While a huge number of the testimonials we received recounted tales of positive thinking gone (or nearly gone) awry, others gave a touching portrait of all the professional negative thinkers who work behind the scenes.

Patti, an air-traffic controller, theorizes that only people in an affluent, technologically advanced society, packed with fail-safes and conveniences, could be so susceptible to The Secret’s brand of hubris. “Things usually work out for the best,” she writes, “but only because someone somewhere is working hard to make it so. In my profession as an air traffic controller this is true every day. You expect and prepare for the worst and use all of your skills to keep it from happening; but when the worst happens, those controllers that imagined dire scenarios and possible solutions perform better than those that did not.”

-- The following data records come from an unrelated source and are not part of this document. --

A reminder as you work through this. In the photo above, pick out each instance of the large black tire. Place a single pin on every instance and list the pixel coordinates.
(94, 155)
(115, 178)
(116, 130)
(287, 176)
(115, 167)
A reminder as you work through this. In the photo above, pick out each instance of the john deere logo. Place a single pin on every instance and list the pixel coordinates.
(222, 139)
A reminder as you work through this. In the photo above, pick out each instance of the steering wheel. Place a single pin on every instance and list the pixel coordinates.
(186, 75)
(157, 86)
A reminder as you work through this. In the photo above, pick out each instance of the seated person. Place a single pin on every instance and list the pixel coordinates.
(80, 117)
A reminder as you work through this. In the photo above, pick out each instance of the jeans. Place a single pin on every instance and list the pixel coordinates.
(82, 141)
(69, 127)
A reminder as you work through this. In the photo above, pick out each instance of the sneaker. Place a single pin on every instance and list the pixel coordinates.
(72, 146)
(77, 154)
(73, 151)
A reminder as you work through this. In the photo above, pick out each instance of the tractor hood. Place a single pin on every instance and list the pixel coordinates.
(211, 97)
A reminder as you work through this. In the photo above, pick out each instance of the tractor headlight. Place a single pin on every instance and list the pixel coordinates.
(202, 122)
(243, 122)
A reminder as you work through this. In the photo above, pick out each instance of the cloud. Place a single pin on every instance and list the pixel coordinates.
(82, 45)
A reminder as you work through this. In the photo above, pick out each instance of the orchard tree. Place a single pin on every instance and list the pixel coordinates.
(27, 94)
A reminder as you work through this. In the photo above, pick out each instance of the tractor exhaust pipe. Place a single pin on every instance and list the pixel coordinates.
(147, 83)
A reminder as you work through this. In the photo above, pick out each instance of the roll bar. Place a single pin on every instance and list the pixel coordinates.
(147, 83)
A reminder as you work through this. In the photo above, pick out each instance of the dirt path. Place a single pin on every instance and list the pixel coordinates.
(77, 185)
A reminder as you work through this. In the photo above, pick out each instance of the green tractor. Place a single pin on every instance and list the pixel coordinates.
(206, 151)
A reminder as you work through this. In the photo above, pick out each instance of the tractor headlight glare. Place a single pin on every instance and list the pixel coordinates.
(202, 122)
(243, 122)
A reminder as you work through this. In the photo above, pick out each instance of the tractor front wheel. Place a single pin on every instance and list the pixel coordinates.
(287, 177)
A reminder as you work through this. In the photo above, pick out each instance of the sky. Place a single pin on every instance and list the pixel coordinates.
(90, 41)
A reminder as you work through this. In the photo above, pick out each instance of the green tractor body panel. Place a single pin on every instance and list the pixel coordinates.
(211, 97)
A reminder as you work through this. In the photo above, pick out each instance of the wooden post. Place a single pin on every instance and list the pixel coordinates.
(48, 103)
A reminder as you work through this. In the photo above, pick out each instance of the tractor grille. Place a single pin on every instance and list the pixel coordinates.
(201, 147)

Thaddeus, a farming consultant from Minnesota, writes that American farmers are congenital gloomy Guses, constantly wringing their hands over weather, blight, and commodity prices. “The result of all this negative thinking,” Thaddeus writes, “is the most stable, secure and inexpensive food supply in the history of the world. Farmers worry about dry weather, so they install irrigation systems. They worry about wet weather, so they install tile lines to drain their fields. They worry about diseases, so they vaccinate their cattle and spray fungicides on their crops. They worry about cold winters, so they cut hay and silage for their livestock.”

Jeffrey, an intelligence analyst in Baghdad, writes: “I am paid a very low salary to dodge mortars and predict how our enemies are going to try to defeat us.” This may be “one of the ultimate examples of negative thinking,” he writes. “And believe me, taking on the mindset of some of our enemies here is a horrible way to spend an evening. But it is critical to keeping the soldiers out there on the streets alive, to protecting the Iraqi people.”

Timothy, an experimental nuclear physicist in North Carolina, waxes poetic about the armies of contingency planners in his line of work. “Some of my colleagues are employed solely to envision novel disastrous scenarios, spending their entire working lives imagining the worst,” he writes. “Across this land, an army of pessimists—chemical pessimists, medical pessimists, nuclear pessimists, electrical pessimists, political and military pessimists, environmental and biological pessimists, computer pessimists, consumer safety pessimists, economic and financial pessimists—stand guard over America’s babies.  And at the end of our shifts, we have a couple of beers.”

And finally, from a mother named Kris, we received a kind of domestic manifesto of negative—or maybe just humble—thinking.

“We bite our tongues rather than starting arguments that aren’t worth having,” she writes. “We assume a home-improvement project will take longer and cost more than our more optimistic estimates. We pay our insurance premiums, live in affordable homes and happily buy off-label clothes. Negativity is said to be about fear, and the positive thinking camp seems to consider fear a universal evil. But here on the Negative Side, there’s such a thing as healthy fear. It’s what keeps us from taking out sub-prime mortgages and accumulating credit-card debt. It’s why we wear seatbelts and keep an emergency kit in the basement during tornado season. It’s what prompts us to get the brakes fixed and the septic tank pumped. It’s why we install smoke detectors, teach our kids how to get out of the house during a fire, get annual physicals. It’s not that we never visualize a desired outcome. We just don’t count on it.”

That’s the news from the negative side. We’ll be sending these and all the other reader testimonials to Oprah later this week.